At the 2018 Berkshire Hathaway shareholder meeting, Charlie Munger excoriated the get-rich-quick attitude of the younger generation that wrote him letter after letter seeking his approval to invest in Bitcoin. Munger responded, in characteristic fashion, by pointing out that everyone wants to start a bar, own the hottest stock, or seek a quick buck in the cryptocurrency market.

Of course, what I have enjoyed about following Charlie Munger throughout my life is that, not only will he explain to you the things that do not work so you won’t continue in folly, but he will often also provide a supplemental illustration of what does work instead.

Munger added that, when he would hang out at a particular Omaha country club in the 1960s, he encountered a man who started a company dedicated to removing dead horses and other large animals from the property’s of Omaha’s affluent. Across the entire extended metro area, he’d average a call or so per day and charge $3,500 for the animal’s removal. Boom, you have a business that generates $1.2 million per year in revenue.

In prior articles, I’ve used trash removal as the premier example of an unsexy business that nevertheless builds wealth. It turns out, I wasn’t creative enough in depicting unsexiness–I failed to elevate to the next step and include animal carcasses in the debris.

Once I discovered the elementary basics of investing, the most life-altering knowledge that I acquired at the intermediate stage consisted of recognizing that many ordinary or even depressing-looking business in your community could be more profitable than you ever imagined, throwing off tens of thousands of dollars in annual profits for its owners. It led me to develop the presumption: If you encounter a business in your community that has “been there forever”, there is a darn good reason why. It probably mints cash for its owners.

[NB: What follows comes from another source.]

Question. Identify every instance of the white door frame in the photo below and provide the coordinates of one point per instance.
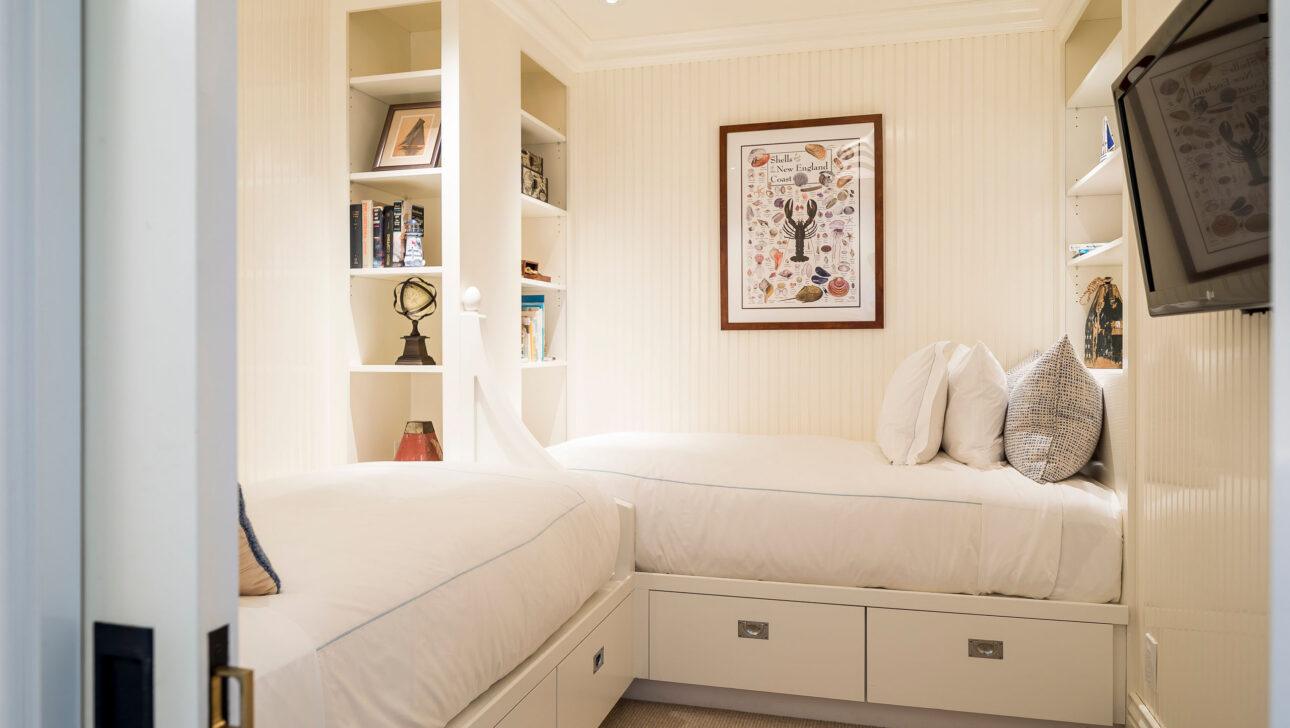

For instance, very few people would be interested in competing with Carriage Services, Inc., a manufacturer of caskets, funeral merchandise, and operate of 178 funeral homes and 32 cemeteries.

There are thousands of young men out there trying to sign the next great app that will take off in the social media economy, but there aren’t many people out there trying to design a new casket that can be mass-distributed. The general distaste and lack of appeal for an industry at large is a competitive advantage or economic “moat” because a statistically non-existent population has the passion to spend a lifetime upending the industry.

Finished wood products, as a whole, enjoy operating margins on average of 14.5%. And yet, the Carriage Services’ caskets carry a 25.0% profit margin. That operating profit premium can be partially explained by the fact that designing a casket does not attract the type of competition that say, designing furniture might, and creates an absence of competition that supports higher profit margins.

On a year to year basis, the extra profit margins resulting from the lack of glamour and competition in the industry may not be perceptible. But, applying C.S. Lewis’ adage of “isn’t it funny how day by day nothing changes, but when you look back, everything is different”, the difference becomes staggering over time. Even though no one things to invest in funeral merchandising, Carriage Services quietly has compounded at a rate north of 15% annualized since 2002, fulfulling Peter Lynch’s “Ten Bagger” imperative in just sixteen years.

Very few people are trying to get rich selling caskets, and for those who do try to get rich that way, the path carries much less competition. Off-putting industries are often where high systemic profits reside because these types of businesses have duties that a customer base needs discharged, and the opportunity lies in the few number of industry participants that want to discharge the duty.